Agnes Denes, Vitreous painting on glass, 8 x10”
Born in Budapest in 1931, her family moved to Stockholm, then New York City. Denes has been a pioneer of both the environmental art movement and Conceptual art.
Denes is an American artist/scholar of international renown. Denes has investigated the physical and social sciences, philosophy, linguistics, psychology, art history, poetry and music and transformed her explorations into unique works of visual art. Denes was one of the first artists to be involved with the relationship of science to art, and was also a pioneer of ecological art. One of the first artists to initiate the environmental art movement, her work involves ecological, cultural and social issues, and are often monumental in scale. Perhaps best known for Wheatfield-A Confrontation (1982), a two-acre wheat field she planted and harvested downtown Manhattan, a work that addressed human values and misplaced priorities. In 1996 she completed Tree Mountain-A Living Time Capsule in Finland, a massive earthwork and reclamation project that reaches four hundred years into the future to benefit future generations with a meaningful legacy. In 1998 she planted a forest of 6,000 trees in Melbourne Australia and is presently creating a 25-year Masterplan [the Nieuwe Hollandse Waterlinie project] for a 85-km area in the center of the Netherlands. Agnes Denes has had over 350 solo and group exhibitions on four continents, including Documenta VI in Kassel (1977), three Venice Biennales (1978, 1980, 2001) and "Master of Drawing" Invitational, representing the U.S., at the Kunsthalle in Nürnberg (1982). She has shown at the Museum of Modern Art, the Metropolitan Museum of Art and the Whitney Museum of Art in New York City, and in 42 other museums on four continents. In 1992 she had a major retrospective at the Herbert F. Johnson Museum at Cornell University, for which five art historians contributed catalogue essays.

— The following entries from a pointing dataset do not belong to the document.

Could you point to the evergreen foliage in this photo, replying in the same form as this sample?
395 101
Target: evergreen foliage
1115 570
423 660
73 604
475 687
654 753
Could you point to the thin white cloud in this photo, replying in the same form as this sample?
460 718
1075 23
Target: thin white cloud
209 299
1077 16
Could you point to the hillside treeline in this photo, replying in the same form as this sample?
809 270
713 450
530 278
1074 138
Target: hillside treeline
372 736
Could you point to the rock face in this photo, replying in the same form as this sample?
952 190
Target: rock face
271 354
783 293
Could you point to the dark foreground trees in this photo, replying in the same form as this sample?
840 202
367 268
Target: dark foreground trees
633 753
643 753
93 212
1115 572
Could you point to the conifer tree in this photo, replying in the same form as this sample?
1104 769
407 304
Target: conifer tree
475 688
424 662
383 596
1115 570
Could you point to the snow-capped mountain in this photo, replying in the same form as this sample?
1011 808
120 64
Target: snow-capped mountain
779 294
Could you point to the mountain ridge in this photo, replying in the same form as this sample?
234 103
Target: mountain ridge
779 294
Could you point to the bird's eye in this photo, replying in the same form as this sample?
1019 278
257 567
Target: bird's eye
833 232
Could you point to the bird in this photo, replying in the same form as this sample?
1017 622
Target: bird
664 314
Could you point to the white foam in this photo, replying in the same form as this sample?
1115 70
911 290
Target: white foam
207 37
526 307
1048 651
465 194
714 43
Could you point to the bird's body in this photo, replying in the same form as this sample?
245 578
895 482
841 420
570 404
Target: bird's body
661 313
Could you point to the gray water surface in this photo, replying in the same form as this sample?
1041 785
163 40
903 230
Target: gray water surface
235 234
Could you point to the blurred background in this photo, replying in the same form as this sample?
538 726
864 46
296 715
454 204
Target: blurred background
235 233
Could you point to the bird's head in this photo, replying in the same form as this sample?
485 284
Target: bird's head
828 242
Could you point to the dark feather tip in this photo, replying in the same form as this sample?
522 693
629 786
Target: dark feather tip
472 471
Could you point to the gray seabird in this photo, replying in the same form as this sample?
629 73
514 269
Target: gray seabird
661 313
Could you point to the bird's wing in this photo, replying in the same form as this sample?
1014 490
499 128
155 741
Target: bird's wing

An artist of enormous vision, Denes has written four books and holds a doctorate in fine arts. Among her numerous awards are the Watson Transdisciplinary Art Award from Carnegie Mellon University (1999); the Rome Prize from the American Academy in Rome (1998); the Eugene McDermott Achievement Award from M.I.T. "In Recognition of Major Contribution to the Arts" (1990); the American Academy of Arts and Letters Purchase Award (1985); four National Endowment Fellowships and four NYSCA grants; and the DAAD Fellowship from Berlin. Denes is a Research Fellow at the Studio For Creative Inquiry at Carnegie Mellon University; the Center for Advanced Visual Studies at M.I.T. and the Courant Institute at N.Y.U. She lectures extensively at universities in the U.S. and abroad and participates in global conferences.